Evin içine giren polis panzeri karşı tarafa kadar ilerleyen panzer, duvar ve kolonları yıkarken, yer yatağında uyuyan 7 yaşındaki Muhammet ile kardeşi 6 yaşındaki Furkan'ı ezerek öldürmüştü.
Silopi'de, Karşıyaka Mahallesi 715’inci sokakta 4 Mayıs gecesi saat 23.50’de meydana gelen olayda, zırhlı polis panzeri belirlenemeyen bir nedenle, Mesut Yıldırım'ın evine çarparak içeri girmişti. Girdiği odanın karşı tarafına kadar giden polis panzeri, duvar ve kolonları yıkarken, içerde yatakta uyuyan 7 yaşındaki Muhammet ve 6 yaşındaki Furkan kardeşlerin ölümlerine neden olmuştu.

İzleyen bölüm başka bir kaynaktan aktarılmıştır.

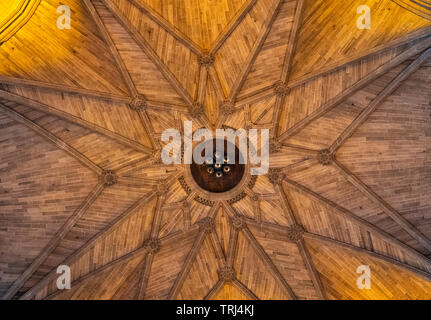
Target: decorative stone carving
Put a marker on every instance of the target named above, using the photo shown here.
(139, 103)
(152, 245)
(238, 223)
(281, 89)
(275, 176)
(325, 157)
(227, 108)
(295, 233)
(206, 60)
(108, 178)
(184, 185)
(196, 110)
(207, 225)
(226, 273)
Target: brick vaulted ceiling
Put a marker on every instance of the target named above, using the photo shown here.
(81, 182)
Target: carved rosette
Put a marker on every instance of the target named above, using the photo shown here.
(206, 60)
(185, 205)
(205, 202)
(161, 189)
(281, 89)
(196, 110)
(108, 178)
(226, 274)
(139, 104)
(275, 176)
(325, 157)
(207, 225)
(252, 182)
(152, 245)
(184, 185)
(237, 198)
(227, 108)
(238, 223)
(295, 233)
(275, 146)
(156, 157)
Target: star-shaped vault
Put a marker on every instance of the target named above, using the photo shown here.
(82, 184)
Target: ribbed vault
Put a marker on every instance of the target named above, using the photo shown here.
(82, 184)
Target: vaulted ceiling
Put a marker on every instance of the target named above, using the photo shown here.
(81, 182)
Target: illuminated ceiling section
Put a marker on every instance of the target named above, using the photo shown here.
(14, 14)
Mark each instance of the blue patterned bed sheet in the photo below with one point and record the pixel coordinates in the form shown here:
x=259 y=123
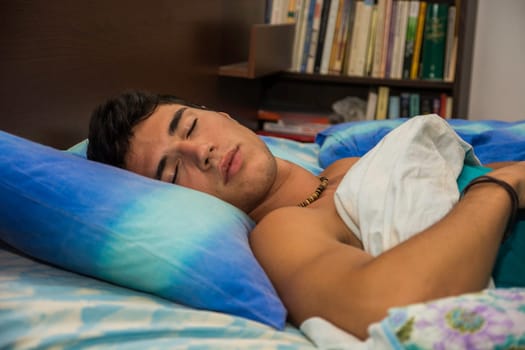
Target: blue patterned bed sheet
x=45 y=307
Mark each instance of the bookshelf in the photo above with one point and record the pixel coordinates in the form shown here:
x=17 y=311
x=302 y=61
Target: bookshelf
x=286 y=89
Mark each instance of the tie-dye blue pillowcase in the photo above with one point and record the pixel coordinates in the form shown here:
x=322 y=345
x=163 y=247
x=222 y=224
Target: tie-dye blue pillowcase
x=140 y=233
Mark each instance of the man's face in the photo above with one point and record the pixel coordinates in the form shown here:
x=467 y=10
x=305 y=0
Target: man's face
x=203 y=150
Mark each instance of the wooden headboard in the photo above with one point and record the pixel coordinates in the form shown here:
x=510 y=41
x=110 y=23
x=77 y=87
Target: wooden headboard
x=60 y=58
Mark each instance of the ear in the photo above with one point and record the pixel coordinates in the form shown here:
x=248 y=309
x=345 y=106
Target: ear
x=226 y=115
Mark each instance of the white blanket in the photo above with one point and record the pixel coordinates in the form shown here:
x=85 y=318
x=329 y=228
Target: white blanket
x=403 y=185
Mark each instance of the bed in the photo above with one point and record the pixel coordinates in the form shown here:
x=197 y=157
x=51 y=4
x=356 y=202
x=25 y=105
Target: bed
x=92 y=256
x=86 y=266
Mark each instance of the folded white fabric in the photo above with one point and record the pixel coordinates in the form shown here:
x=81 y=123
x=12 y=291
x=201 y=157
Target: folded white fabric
x=404 y=184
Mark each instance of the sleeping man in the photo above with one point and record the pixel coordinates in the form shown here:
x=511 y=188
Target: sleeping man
x=320 y=243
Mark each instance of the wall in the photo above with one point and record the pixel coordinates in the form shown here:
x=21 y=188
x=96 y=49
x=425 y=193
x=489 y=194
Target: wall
x=498 y=72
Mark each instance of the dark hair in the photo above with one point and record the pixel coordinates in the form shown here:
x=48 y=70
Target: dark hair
x=112 y=122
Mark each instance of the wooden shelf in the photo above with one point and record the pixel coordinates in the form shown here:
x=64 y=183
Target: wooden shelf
x=341 y=79
x=270 y=51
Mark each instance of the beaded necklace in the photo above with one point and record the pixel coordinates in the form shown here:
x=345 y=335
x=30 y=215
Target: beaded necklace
x=317 y=193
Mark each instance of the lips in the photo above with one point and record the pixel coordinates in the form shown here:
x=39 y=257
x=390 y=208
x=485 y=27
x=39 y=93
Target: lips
x=230 y=164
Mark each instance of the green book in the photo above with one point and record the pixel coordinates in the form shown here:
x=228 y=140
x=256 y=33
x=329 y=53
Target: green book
x=410 y=39
x=434 y=38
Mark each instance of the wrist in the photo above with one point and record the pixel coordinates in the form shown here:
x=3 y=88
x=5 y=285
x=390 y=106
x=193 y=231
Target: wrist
x=512 y=195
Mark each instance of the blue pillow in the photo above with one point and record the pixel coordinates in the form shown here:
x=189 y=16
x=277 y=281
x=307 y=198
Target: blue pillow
x=105 y=222
x=493 y=140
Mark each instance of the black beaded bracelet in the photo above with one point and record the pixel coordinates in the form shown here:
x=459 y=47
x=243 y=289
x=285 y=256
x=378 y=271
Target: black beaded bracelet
x=514 y=199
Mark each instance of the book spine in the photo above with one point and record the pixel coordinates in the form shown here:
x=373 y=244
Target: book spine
x=386 y=42
x=410 y=37
x=451 y=34
x=359 y=41
x=322 y=35
x=308 y=34
x=399 y=39
x=314 y=39
x=414 y=68
x=393 y=107
x=434 y=37
x=343 y=36
x=414 y=105
x=382 y=102
x=301 y=12
x=371 y=42
x=391 y=37
x=290 y=13
x=404 y=105
x=337 y=36
x=329 y=36
x=378 y=45
x=371 y=104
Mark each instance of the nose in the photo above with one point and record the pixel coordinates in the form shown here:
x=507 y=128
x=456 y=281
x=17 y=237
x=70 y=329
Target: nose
x=198 y=153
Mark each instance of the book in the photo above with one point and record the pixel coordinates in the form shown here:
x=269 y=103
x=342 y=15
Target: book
x=337 y=39
x=300 y=24
x=371 y=104
x=290 y=13
x=329 y=36
x=279 y=9
x=414 y=105
x=391 y=36
x=314 y=37
x=426 y=103
x=360 y=38
x=404 y=105
x=443 y=105
x=433 y=47
x=436 y=105
x=450 y=101
x=393 y=107
x=308 y=34
x=413 y=13
x=398 y=51
x=382 y=102
x=371 y=42
x=414 y=68
x=378 y=38
x=449 y=46
x=386 y=36
x=303 y=130
x=322 y=34
x=340 y=40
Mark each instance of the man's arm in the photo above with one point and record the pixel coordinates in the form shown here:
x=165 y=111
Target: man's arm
x=316 y=275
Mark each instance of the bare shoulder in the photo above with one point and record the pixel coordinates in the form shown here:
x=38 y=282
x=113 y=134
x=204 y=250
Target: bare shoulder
x=339 y=168
x=304 y=261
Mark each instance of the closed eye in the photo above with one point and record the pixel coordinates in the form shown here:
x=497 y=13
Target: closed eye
x=192 y=127
x=174 y=179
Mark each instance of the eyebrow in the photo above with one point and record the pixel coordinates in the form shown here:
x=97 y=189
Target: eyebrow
x=172 y=128
x=174 y=124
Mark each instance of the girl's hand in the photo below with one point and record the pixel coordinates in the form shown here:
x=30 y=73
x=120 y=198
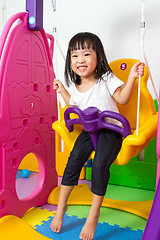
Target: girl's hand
x=57 y=85
x=137 y=69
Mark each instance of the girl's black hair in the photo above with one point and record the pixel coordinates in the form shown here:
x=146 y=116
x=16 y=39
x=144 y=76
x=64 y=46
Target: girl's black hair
x=86 y=40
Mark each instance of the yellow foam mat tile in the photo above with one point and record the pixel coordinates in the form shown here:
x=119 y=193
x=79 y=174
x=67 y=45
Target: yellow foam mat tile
x=35 y=216
x=81 y=195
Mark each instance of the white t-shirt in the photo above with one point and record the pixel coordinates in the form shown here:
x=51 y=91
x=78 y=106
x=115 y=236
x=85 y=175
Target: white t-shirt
x=99 y=96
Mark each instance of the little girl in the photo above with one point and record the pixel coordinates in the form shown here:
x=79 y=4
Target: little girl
x=92 y=85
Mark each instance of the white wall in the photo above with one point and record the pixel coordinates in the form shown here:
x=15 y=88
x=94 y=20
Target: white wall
x=116 y=22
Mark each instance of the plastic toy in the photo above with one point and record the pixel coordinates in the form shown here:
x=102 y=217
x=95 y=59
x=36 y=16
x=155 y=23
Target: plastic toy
x=92 y=121
x=81 y=195
x=12 y=227
x=28 y=109
x=25 y=173
x=152 y=230
x=133 y=144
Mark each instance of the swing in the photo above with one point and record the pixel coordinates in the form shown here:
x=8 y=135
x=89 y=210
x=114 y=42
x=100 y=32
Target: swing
x=133 y=144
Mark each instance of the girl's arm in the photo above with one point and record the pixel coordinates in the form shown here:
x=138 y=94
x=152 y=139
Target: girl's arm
x=123 y=95
x=57 y=85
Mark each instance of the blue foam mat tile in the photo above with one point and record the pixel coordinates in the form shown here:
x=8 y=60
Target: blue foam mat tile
x=72 y=227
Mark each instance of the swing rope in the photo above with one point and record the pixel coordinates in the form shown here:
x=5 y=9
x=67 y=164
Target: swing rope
x=143 y=57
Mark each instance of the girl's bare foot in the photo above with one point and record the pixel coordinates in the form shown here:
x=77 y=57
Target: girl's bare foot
x=57 y=221
x=89 y=228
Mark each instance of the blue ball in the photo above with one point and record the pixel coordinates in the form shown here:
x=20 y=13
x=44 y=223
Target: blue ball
x=25 y=173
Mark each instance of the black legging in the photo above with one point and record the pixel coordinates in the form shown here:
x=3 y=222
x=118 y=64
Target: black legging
x=108 y=147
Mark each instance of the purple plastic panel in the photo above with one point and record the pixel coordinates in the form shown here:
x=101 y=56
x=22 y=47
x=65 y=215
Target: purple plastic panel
x=35 y=14
x=92 y=121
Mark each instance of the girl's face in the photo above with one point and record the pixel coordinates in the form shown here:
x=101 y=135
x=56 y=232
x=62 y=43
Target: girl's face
x=84 y=62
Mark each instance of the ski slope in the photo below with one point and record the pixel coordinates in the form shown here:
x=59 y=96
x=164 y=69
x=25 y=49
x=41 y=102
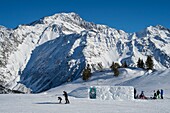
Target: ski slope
x=47 y=102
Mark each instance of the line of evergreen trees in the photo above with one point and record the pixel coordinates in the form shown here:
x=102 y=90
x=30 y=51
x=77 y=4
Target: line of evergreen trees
x=140 y=64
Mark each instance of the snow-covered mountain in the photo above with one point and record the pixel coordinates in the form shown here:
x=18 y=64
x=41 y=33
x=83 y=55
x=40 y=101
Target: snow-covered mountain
x=55 y=50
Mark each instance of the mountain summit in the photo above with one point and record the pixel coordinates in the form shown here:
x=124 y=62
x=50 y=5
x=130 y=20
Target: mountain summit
x=55 y=50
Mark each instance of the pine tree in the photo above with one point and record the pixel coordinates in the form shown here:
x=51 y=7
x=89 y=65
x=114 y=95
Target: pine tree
x=149 y=63
x=124 y=65
x=86 y=73
x=115 y=67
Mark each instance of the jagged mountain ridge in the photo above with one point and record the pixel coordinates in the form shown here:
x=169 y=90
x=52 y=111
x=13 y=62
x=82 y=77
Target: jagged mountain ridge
x=55 y=50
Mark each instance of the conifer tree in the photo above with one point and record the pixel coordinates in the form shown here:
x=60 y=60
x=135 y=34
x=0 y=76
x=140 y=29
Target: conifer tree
x=115 y=67
x=149 y=63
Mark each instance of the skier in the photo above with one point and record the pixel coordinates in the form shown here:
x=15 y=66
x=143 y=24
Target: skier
x=142 y=96
x=161 y=93
x=135 y=93
x=158 y=93
x=66 y=97
x=155 y=95
x=60 y=99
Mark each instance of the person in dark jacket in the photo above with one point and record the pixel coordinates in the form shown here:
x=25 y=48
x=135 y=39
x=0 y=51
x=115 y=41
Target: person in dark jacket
x=60 y=99
x=66 y=97
x=161 y=93
x=154 y=95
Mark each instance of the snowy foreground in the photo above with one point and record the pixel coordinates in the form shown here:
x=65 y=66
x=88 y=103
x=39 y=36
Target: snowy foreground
x=47 y=102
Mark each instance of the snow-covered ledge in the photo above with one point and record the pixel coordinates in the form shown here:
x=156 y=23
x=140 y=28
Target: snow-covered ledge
x=111 y=92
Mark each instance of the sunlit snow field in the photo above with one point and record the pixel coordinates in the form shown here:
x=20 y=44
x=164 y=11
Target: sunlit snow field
x=47 y=102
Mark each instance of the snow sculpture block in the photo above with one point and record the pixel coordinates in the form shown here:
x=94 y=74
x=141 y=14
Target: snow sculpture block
x=111 y=92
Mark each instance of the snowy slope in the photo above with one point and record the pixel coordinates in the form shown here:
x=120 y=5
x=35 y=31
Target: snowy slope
x=55 y=50
x=78 y=95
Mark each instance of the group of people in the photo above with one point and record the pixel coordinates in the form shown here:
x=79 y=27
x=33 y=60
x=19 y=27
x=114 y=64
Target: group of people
x=66 y=98
x=157 y=95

"Polis alkollüydü" iddiası
Mahalle sakinleri polis panzerini kullanan kişinin alkollü olduğunu iddia etmişti. Kazaya neden olan polis panzerinin MHP İlçe Binası’nı korumakla görevli olduğu belirtilmişti. Cumhuriyet Savcılığı, 2 çocuğun ölümüne neden olan kaza ile ilgili soruşturma başlatmıştı.
Amcası olay anını anlattı
İki kardeşin amcası Suat Yıldırım (31), olay anını şöyle anlatmıştı:
"Ağabeyim Mesut, yengem ve odada oturuyorduk. Çocukları saat 23.00 gibi uyutmuştuk. Salonda yer yatağında yatıyorlardı. Deprem gibi bir ses geldi. Bomba patladı sandık. Hemen salona geçtik. Araç evin içine girmişti. Polisler aracın içinde yoktu. Çıkıp gitmişler" diye konuştu.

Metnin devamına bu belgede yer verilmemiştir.